For purposes of unemployment compensation, however, it is important to know that such payments may not be severance at all, but rather, wages in lieu of notice.
Sections 207.049(1) and (2) of the Texas Unemployment Compensation Act state that a claimant will be disqualified from receiving unemployment benefits for any benefit period in which he is receiving wages in lieu of notice or severance pay.
The courts have generally defined severance pay to be a payment the employer has obligated itself to make, either verbally or in writing, which is based upon a set formula, such as length of prior service. For example, an employer may have a company policy that a terminating employee is entitled to one month's wages for every year of service. Section 207.049(2) defines "severance pay" as "dismissal or separation income paid on termination of employment in addition to the employee's usual earnings from the employer at the time of termination." The term does not include any payment made to settle a claim or lawsuit or in connection with a negotiated agreement. Thus, severance pay that is unilaterally offered (for example, in a policy or in a job offer letter) would be disqualifying, while a negotiated severance payment would not affect benefit eligibility.
Wages in lieu of notice are additional wages that the employer is not obligated to pay. They are paid only because the employer has chosen to give the employee no notice of termination. The amount of wages is not necessarily based on longevity or length of service. For example, an employer may call an employee in for dismissal and offer him X number of weeks of wages to assist him during the time he is seeking new employment. No obligation + no notice = wages in lieu of notice.
Anytime an employer is paying severance pay or wages in lieu of notice, that information should be provided to the Texas Workforce Commission local office on any response to an employee's claim for benefits. Keep in mind that such additional pay will not stop receipt of unemployment benefits, but payments will be delayed until the until the payment's period of coverage has expired. This can result in substantial savings to an employer because many people will have found another job by the time they are eligible for benefits.
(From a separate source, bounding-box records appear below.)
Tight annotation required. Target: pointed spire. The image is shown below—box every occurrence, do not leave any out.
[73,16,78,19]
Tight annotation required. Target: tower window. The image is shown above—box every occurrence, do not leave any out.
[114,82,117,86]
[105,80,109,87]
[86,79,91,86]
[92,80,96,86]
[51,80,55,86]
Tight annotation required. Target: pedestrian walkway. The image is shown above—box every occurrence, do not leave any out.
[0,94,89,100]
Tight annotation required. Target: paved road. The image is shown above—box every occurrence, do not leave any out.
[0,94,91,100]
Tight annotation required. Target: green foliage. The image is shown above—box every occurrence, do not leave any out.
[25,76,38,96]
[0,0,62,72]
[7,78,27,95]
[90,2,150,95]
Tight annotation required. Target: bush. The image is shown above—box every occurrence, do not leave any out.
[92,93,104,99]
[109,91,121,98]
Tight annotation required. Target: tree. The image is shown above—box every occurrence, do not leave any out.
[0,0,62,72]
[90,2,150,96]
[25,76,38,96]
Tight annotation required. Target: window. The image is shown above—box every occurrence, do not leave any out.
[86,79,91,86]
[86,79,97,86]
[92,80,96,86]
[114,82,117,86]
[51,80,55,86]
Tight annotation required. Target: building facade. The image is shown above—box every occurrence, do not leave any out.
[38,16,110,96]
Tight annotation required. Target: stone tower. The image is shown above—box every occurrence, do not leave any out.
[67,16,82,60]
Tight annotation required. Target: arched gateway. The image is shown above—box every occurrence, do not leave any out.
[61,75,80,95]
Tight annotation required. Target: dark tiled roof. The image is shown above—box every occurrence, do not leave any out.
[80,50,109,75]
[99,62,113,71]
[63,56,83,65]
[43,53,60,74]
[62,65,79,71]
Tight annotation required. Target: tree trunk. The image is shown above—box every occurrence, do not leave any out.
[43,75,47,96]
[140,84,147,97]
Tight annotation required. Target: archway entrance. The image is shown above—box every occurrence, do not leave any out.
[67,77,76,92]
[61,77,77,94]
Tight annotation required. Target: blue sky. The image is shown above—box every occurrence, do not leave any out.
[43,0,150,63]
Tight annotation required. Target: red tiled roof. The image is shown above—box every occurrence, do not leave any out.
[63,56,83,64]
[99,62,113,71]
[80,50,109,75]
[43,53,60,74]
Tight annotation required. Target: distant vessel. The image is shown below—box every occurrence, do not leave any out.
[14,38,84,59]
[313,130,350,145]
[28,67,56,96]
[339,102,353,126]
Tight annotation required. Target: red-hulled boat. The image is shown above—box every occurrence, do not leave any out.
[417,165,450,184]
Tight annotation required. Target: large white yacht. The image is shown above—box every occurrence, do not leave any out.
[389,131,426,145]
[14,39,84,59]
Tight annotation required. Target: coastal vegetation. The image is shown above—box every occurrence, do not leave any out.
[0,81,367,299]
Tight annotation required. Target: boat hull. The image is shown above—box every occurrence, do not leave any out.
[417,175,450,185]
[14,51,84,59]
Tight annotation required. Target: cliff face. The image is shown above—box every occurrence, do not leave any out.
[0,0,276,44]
Keep in mind that if an employer has a policy or practice of making severance payments that require a continuing plan of administration, it will likely be obligated, under the federal law known as ERISA, to treat such benefits as a "welfare benefit" and to report them along with other forms of ERISA benefits in the IRS form for ERISA, Form 5500. ERISA is a very complicated statute that affects employment taxes, benefits, and employment policies and agreements. For more information, contact a qualified ERISA attorney.
Finally, remember in the case of child or spousal support orders to make the proper deduction from severance pay or wages in lieu of notice - for more information, click here.
Other types of post-termination payments that are neither severance pay nor wages in lieu of notice:
an incentive paid to obtain a release or waiver of liability from the departing employee - this kind of payment will not affect unemployment benefits. Although there are no precedent cases on this point, such a payment should not be considered enforceable under the Texas Payday Law, because it is not severance pay and was presumably not part of the wage agreement or any other employment agreement that existed prior to termination. Rather, it should be enforceable in civil court.
liquidated damages - this kind of payment would also not affect unemployment benefits. TWC recently held (in a non-precedent wage claim case) that an amount promised as liquidated damages in an employment agreement ("If such-and-such happens and you are terminated prior to ____________, XYZ Company will pay you $____ in satisfaction of any remaining obligations it may have toward you.") is an enforceable part of the wage agreement under the Texas Payday Law.